Pemerintah China juga melakukan pembersihan (crack down) kepada perusahaan teknologi berbasis applikasi yang melantai di Bursa Saham New York. Salah satunya adalah “Didi” aplikasi taxi online.

Untuk itu, china bekerja keras membangun teknologi mandiri untuk “eco-system” domestic seperti Baidu (pengganti Google), WeChat (pengganti Whatsap), Ali Baba dibidang e-commerce dan ewallet dan lain lain yang semuanya adalah dikembangkan dan dikontrol oleh pemerintah Tiongkon. Intinya mereka menganggap “our ecco-system is not for sale!”

Lalu bagaimana dengan Indonesia yang juga memiliki kelima faktor tersebut? Jangan keburu sumringah!
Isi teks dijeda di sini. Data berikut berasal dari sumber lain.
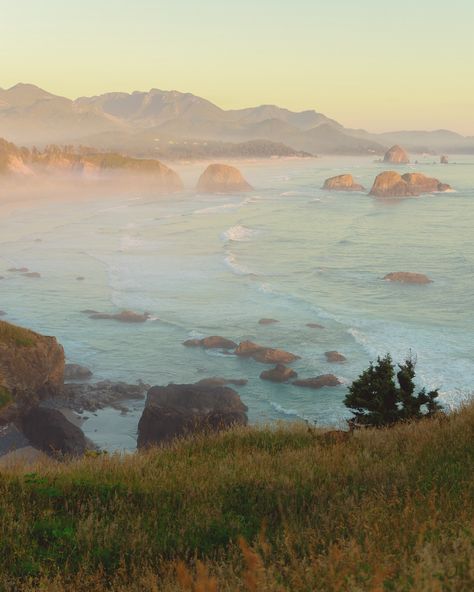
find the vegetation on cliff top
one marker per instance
(14, 335)
(251, 509)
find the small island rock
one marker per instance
(396, 155)
(407, 277)
(280, 373)
(222, 178)
(179, 410)
(342, 183)
(392, 184)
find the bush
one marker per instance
(376, 400)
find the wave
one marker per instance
(238, 233)
(236, 267)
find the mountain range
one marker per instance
(172, 124)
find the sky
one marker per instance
(373, 64)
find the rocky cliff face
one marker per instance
(392, 184)
(342, 183)
(222, 178)
(396, 155)
(31, 369)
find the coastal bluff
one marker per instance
(342, 183)
(222, 178)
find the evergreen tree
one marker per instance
(375, 399)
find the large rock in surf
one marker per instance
(50, 431)
(342, 183)
(334, 357)
(266, 355)
(178, 410)
(407, 277)
(212, 342)
(280, 373)
(31, 369)
(392, 184)
(318, 381)
(396, 155)
(222, 178)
Karena kelima hal tersebut hanya merupakan bahan baku atau ingredients yang masih harus dimasak dan dikelola dengan resep yang tepat.
Jika salah resep dan salah masak, maka bahan bahan tersebut tidak akan berfungsi secara efektip bahkan bisa menjadi mubazir dan dimasak oleh orang lain.

Dalam jangka panjang, pembangunan Indonesia sebagai sebuah negara yang memiliki lima faktor tersebut, harus diarahkan kepada prioritas penguataan daya tahan energi, daya tahan pangan dan memaksimalkan mata rantai industry domestik (domestic supply chain) yang meminimalisasi ketergantungan terhadap perdagangan internasional utamanya impor barang dan jasa.